GEO Bioinformatics Data Mining (6) Practical Case – Preprocessing Analysis of Four Classifications of Tuberculosis Gene Data

In the previous five sections, we used Alzheimer’s disease data to make a data preprocessing case, including the following:

GEO Bioinformatics Data Mining (1) Data Set Download and Preliminary Observation

GEO bioinformatics data mining (2) Download gene chip platform files and annotations

GEO Bioinformatics Data Mining (3) Chip Probe ID and Gene Name Mapping Processing

GEO Bioinformatics Data Mining (4) Data Cleaning (Outlier Processing, Low Expression Genes, Normalization, Log2 Processing)

GEO bioinformatics data mining (5) Extract clinical information to construct groups and visualize grouped data (drawing hierarchical clustering diagrams and PCA diagrams)

This section’s directory

Observation of tuberculosis gene expression data (GSE107994)

Clinical shape data preprocessing

Gene expression data preprocessing

Plot observation data


Tuberculosis gene expression data (GSE107994) observation

Since the data format you get during the data analysis process may be different, in this section we take the tuberculosis gene expression data (GSE107994) as an example to make a practical case.

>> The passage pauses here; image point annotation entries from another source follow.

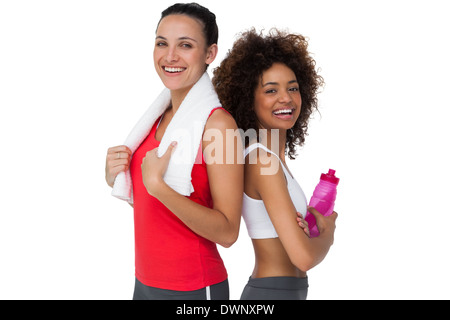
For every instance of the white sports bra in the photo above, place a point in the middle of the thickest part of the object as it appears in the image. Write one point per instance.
(257, 220)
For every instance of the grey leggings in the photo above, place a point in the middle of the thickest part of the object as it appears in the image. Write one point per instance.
(276, 288)
(218, 291)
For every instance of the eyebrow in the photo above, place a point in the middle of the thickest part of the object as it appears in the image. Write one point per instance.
(181, 38)
(277, 84)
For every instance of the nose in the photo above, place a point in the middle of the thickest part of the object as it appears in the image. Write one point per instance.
(284, 96)
(172, 55)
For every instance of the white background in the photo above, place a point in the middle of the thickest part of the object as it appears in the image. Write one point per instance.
(75, 76)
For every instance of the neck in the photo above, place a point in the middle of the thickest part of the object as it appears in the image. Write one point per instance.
(177, 97)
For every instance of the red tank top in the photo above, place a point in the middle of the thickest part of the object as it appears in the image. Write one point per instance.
(169, 255)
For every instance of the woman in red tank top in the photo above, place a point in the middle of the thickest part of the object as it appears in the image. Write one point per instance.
(176, 236)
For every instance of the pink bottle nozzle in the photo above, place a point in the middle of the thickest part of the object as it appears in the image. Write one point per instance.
(330, 177)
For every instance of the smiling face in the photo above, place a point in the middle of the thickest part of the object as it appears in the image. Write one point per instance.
(181, 54)
(277, 98)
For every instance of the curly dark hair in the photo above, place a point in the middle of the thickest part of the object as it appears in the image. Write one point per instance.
(236, 78)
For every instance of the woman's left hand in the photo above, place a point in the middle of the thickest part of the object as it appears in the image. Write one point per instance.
(154, 167)
(302, 223)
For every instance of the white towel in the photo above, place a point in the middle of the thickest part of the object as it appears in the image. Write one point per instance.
(186, 127)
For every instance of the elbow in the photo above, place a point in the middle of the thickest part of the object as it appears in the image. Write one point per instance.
(304, 262)
(229, 240)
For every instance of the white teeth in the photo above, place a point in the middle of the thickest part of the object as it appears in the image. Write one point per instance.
(169, 69)
(283, 111)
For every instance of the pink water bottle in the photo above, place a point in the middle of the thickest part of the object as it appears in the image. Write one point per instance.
(323, 199)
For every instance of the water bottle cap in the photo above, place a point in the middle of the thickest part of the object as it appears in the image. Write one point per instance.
(330, 177)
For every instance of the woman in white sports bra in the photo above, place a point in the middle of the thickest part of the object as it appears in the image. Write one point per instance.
(269, 84)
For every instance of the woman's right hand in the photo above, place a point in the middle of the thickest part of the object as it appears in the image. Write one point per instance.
(117, 160)
(324, 223)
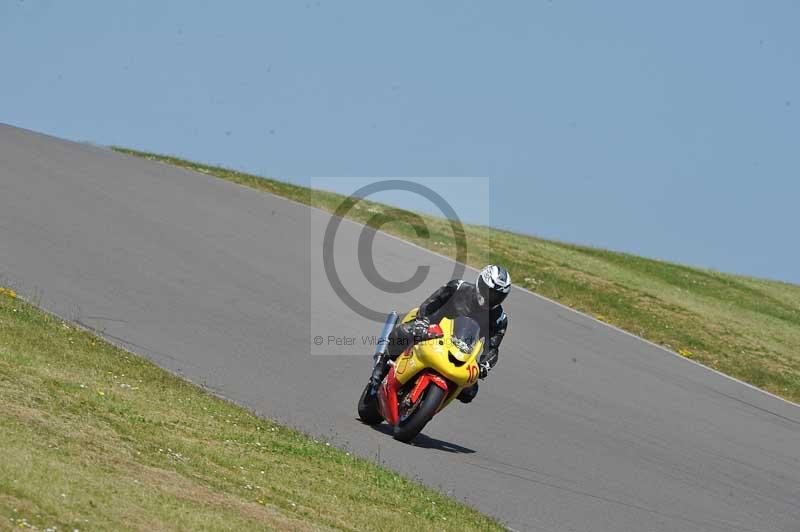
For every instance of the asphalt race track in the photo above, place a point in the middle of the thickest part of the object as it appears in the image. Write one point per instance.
(580, 427)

The clinical shape data and gene expression data of this data set are separated separately, and you need to modify the code to read and process them.

Let’s take a look at the gene expression data first. The probe annotation has been completed and does not need to be processed.

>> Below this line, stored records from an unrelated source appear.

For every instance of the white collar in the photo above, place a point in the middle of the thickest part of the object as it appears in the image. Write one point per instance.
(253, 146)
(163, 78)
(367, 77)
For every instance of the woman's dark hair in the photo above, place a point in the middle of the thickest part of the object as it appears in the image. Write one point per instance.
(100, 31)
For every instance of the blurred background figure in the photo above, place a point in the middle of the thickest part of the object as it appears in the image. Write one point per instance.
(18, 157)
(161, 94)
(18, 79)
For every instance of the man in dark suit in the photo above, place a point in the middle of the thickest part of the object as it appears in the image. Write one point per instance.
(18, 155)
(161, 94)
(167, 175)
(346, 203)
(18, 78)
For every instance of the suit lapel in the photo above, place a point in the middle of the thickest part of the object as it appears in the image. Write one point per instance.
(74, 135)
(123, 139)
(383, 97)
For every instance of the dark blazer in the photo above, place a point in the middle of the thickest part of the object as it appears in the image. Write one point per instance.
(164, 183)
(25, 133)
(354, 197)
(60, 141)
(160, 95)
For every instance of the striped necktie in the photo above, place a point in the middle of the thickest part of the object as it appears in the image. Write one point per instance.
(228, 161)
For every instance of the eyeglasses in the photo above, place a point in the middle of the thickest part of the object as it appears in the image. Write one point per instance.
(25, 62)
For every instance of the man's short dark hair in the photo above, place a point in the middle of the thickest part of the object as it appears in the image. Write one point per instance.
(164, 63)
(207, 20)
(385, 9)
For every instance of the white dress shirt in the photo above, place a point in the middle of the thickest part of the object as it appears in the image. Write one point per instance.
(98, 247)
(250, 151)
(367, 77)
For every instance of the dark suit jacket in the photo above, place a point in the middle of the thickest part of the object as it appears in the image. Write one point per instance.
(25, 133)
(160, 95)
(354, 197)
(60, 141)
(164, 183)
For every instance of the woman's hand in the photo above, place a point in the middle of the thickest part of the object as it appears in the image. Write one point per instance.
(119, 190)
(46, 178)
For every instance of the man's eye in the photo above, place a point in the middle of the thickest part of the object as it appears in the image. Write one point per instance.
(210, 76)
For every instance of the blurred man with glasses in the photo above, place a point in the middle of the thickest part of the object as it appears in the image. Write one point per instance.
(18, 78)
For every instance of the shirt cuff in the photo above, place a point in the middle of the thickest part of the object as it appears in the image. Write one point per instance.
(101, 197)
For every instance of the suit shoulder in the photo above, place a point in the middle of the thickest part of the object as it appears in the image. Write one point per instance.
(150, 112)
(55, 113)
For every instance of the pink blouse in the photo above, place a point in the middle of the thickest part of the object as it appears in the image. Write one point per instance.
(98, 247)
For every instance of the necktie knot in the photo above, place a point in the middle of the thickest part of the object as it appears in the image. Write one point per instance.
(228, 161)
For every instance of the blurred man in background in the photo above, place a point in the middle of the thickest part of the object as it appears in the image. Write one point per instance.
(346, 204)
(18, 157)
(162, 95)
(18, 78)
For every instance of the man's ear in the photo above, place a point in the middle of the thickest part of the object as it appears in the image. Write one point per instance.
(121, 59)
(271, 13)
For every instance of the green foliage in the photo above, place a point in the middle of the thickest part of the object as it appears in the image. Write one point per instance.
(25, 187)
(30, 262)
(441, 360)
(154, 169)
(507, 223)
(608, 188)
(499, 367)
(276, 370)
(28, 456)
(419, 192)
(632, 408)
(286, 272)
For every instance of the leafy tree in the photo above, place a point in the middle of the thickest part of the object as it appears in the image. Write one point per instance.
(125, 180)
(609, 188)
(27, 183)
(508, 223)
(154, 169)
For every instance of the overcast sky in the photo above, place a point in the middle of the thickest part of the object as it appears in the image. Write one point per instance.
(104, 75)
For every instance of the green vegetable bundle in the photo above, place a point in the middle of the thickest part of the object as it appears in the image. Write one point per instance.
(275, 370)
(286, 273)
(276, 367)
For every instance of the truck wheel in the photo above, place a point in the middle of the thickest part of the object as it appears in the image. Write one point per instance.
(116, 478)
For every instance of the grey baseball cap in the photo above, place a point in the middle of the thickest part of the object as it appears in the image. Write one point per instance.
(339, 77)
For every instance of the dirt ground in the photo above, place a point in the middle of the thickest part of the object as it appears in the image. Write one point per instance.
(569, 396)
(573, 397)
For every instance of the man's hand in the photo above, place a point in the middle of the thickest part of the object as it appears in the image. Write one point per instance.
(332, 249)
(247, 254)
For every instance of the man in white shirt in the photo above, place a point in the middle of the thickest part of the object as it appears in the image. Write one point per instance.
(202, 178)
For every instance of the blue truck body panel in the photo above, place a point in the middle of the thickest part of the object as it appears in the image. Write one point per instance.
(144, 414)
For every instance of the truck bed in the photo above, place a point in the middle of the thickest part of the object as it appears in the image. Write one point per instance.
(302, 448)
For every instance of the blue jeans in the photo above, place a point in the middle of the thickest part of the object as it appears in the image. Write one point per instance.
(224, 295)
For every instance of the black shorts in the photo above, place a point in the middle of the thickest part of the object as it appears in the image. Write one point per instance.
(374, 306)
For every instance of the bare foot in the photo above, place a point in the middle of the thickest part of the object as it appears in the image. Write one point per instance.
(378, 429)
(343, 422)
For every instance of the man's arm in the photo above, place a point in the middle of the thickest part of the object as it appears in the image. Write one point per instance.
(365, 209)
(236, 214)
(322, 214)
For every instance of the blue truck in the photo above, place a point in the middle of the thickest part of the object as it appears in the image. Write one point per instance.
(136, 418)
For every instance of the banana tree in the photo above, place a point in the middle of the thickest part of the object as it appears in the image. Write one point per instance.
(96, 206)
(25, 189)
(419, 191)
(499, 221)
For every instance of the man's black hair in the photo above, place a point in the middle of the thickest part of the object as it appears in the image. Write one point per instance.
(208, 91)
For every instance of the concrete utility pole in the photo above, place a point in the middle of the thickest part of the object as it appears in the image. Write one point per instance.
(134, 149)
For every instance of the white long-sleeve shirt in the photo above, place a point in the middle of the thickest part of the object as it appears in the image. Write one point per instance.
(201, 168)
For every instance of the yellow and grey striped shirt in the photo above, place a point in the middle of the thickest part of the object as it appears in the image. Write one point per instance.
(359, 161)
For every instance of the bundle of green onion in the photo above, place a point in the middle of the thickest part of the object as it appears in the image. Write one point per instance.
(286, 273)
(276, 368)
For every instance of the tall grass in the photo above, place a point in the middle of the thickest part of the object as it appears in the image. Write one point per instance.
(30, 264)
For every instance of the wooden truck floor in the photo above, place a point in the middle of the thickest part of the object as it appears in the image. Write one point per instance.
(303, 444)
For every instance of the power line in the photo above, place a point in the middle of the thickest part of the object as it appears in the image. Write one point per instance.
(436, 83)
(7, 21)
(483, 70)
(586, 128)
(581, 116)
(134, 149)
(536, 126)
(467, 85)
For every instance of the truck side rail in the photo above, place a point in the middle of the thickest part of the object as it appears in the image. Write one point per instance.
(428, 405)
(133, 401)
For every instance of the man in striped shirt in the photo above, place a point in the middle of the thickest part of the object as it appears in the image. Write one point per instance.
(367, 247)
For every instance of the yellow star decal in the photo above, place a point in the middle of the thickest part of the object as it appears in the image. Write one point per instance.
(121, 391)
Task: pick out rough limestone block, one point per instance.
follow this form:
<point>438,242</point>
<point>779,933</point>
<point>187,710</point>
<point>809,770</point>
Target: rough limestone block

Looking at the clinical shape data again, we need to manually delete the previous annotations and retain the regular data in the second half.

Clinical Shape Data Preprocessing

# Manually delete the previous comments, read the file, and transpose
pdata <- t(read.delim("GSE107994_series_matrix_clean.txt", header = TRUE, sep = "\t"))

# Manually delete the previous comments, read the file, and transpose
pdata <- t(read.delim("GSE107994_series_matrix_clean.txt", header = TRUE, sep = "\t"))
pdata <-pdata[-1,]
pdata_info = pdata[,c(1,7)]
colnames(pdata_info) = c('geo_accession','type')

#Observe what the values of the sample type are (tuberculosis, latent progress, control and latent)
unique(pdata_info[,2])
#"Leicester_Active_TB" "Longitudnal_Leicester_LTBI_Progressor" "Leicester_Control" #"Leicester_LTBI"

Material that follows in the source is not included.